Добавить в цитаты Настройки чтения

Страница 66 из 94

— Да что ты, Фильо! Ты мне как сын родной… Оба вы мои…

Он проводил тетю Велику до лестницы и вернулся в палату. Осунувшееся лицо старика походило на застывшую маску. Он лег навзничь, тело расслабилось, и мысли потекли приятные: о дне, когда его выпишут и он наконец покинет эту белую, безликую комнату. Кто-то да приедет его встречать. Внизу будет ждать машина. Такси… А может быть, Сивриев даст джип. Интересно, она будет среди встречающих? Он еще помнит прикосновение ее губ, правда, поцеловала тайком, наспех.

Дед Йордан дернулся на койке, и Филипп вскочил: не плохо ли ему? Но старик спал, спокойно похрапывая. На его лице, застывшем, как у мумии, бьется под кожей крохотный мускул, то сжимая, то распуская нижнюю губу. Вот снова. Чему он улыбается? Тому, что особенно дорого? Что человек уносит с собой? Он подумал: а что бы он унес с собой, если б Симо чуть запоздал? Струму! Такую, какой привык видеть ее с детства, — спокойно бормочущую в летнюю жару, буйную, звонко бьющуюся о скалы в дни наводнений, когда ее плоти, наливающейся силой, становится тесно в берегах. Взял бы с собой Желтый Мел, стоящий на страже села, черные иглолистые тисы, замершие на склонах, там, где кончается ущелье и бьется в водовороте Струма. Да, тисы обязательно. Что еще?.. Югне. И людей. Во-первых, бай Тишо. Нет, во-первых, сестру Марию, всю душу вложившую в их семью и в него самого. Хотя и сдержанная она, строгая, даже суровая. Потом бай Тишо, для которого радость — служить людям, делать им добро, воевать за их счастье. Тетю Велику — конечно! Даже Тодора Сивриева — «духа зла», как окрестил его Стоян Волокита. Да, Сивриева с его строгостью и кажущейся бессердечностью, ведь он тоже занял в его душе место. Еще? Еще Таску, Симо, Викторию, Сребру, Ангела… Мать он не помнит, а отец не оставил о себе воспоминаний. Запечатлелась только одна картина: отец, сильно пьяный, качает его на ноге. Ничем не запоминается и Парашкев, муж Марии.

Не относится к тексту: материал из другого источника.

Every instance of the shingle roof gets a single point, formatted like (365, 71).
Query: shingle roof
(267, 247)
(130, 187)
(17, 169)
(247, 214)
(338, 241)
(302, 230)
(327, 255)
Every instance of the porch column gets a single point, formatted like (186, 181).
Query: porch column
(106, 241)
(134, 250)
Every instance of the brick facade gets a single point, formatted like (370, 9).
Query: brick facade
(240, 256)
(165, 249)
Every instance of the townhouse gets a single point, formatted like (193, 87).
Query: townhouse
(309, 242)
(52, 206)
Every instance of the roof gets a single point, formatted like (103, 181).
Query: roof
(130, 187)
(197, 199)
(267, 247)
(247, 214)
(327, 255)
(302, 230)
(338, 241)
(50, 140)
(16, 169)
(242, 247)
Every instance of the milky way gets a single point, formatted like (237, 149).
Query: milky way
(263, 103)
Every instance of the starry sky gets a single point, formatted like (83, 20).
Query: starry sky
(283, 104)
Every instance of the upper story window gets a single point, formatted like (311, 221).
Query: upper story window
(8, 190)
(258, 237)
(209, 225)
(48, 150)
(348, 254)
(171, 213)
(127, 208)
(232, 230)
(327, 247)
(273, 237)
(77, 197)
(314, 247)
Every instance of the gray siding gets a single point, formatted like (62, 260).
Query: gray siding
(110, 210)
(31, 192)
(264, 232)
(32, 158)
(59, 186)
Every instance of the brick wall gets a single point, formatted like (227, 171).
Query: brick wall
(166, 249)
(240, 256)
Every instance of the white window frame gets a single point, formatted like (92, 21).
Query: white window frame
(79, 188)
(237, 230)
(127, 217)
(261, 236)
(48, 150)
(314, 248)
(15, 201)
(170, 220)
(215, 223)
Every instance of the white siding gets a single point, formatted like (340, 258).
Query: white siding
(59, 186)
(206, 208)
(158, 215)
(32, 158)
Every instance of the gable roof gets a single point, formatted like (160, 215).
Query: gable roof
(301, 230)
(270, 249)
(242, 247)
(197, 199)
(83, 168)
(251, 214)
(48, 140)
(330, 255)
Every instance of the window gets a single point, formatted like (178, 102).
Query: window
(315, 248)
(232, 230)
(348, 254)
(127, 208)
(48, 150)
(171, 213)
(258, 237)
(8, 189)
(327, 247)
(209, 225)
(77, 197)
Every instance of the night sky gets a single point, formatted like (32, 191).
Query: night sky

Звякнуло оконное стекло. Он поднялся, стараясь не ступать на загипсованную ногу, подошел к окну. Симо. Стоит под конским каштаном, как всегда, при костюме и галстуке в любую жару.

Когда агроном ушел, дед Йордан, до того лежавший неподвижно, поднял голову:

— Сребра?

— Нет, Симо.

— Кто?

— Симо, агроном!

— Хороший она человек. Я сразу увидел: и умница, и красавица, и решительная. А глаза-то — васильки. У моей, царство ей небесное, такие же были.

— Да Симо, Симо был! Написать тебе, что ли? — И он стал писать пальцем в воздухе.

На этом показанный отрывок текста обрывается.